My Family is No Different
We have, and continue to have, all of the above things and the “so much more” times a million. What started as one child exhibiting out of control behaviors due to FASD, PTSD, RAD, blah blah blah trickled down to other children. Another child exhibiting similar, yet different behaviors. Then, a third child going above and beyond. Lastly, the fourth child struggles with anxiety and more.
It has wreaked havoc on my person, my husband, other children, even my pets will lose hair when life is escalated in my home. This usually occurs November-March and then in July-October…which as I look at that typed out, it is from October-July. That gives us 2 mths trauma-free.
All the Things We Have Tried
We have done the things. Doctors, specialists, therapists, counselors, pastors, family, medication, routines, no routines, homeschool, private, public…All. The. Things. One child, nothing has worked for that child. Another child, we hope is in the process of healing. The third child is amped up right now. The fourth child, we just deal with it day by day.
I am exhausted. My husband is exhausted. Honestly, even the kids are exhausted. Mix all this crap in with a pandemic and being in this house and you have Funville. My underwear drawer no longer holds underwear. It is stocked FULL of candy. I wake up, in the morning, with a bag of snickers under my arm and wrappers everywhere.
There is a newfound love of Limeade Slushes. My teeth are going to rot out of my head. I have become a human GPS because I take LONG drives on roads I have never heard of. My favorite past time is driving to my neighbors and seeing if their pig is in the front yard. I cry…a lot.

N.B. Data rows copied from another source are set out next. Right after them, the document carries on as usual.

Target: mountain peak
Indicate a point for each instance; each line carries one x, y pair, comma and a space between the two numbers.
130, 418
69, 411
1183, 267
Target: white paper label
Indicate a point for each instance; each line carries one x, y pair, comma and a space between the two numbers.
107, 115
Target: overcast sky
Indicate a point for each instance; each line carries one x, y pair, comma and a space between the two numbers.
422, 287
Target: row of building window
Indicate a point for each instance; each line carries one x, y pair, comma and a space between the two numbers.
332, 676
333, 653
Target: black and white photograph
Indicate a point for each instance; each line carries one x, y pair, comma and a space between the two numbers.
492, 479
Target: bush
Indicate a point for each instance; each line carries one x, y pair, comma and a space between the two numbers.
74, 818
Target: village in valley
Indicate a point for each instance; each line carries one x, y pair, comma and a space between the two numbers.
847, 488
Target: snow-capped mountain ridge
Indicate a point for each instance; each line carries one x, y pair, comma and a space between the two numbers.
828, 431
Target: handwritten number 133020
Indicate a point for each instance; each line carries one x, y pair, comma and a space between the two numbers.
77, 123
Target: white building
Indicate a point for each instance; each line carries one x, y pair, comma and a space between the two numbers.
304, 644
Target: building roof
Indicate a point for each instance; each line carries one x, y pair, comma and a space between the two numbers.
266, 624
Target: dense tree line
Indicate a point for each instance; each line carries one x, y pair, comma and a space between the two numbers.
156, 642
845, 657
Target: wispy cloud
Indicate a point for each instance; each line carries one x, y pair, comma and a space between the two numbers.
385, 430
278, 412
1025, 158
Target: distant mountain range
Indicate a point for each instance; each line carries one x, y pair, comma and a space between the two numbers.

Sadly, I feel like my family is falling apart. That Scripture of satan lurking around the corner to devour my family, it is happening! Honestly, at warp speed. I have so many words and so much has happened that my fingers will not move as fast as my brain.
Praying that this pandemic ends. I am praying for healing for my medically fragile children. Salvation for two of my kids. Wisdom with all of them. Healthy delivery for one (gonna be a granny!) A healthy relationship for two kids. School to open for one. One to come home safely. Another to stop making REALLY poor and dangerous choices.

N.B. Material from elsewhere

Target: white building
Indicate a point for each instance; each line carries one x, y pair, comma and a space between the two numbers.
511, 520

I want my family to heal. To be whole. For God to intervene and DO SOMETHING. Honestly, I am just ready for Jesus to come riding down on His white horse and take us all home. Home…where there is no sadness, no darkness, and no pain. Just glory.
God is Bigger
I just have to trust in that…right? Right. Yes, trust. The hardest thing for me to do is trust Him with my family. Maybe that, alone, needs to be my prayer. Lord, let me trust in You that You have plans to prosper and not harm my family. Help me to realize that You and only You, can heal the fractures.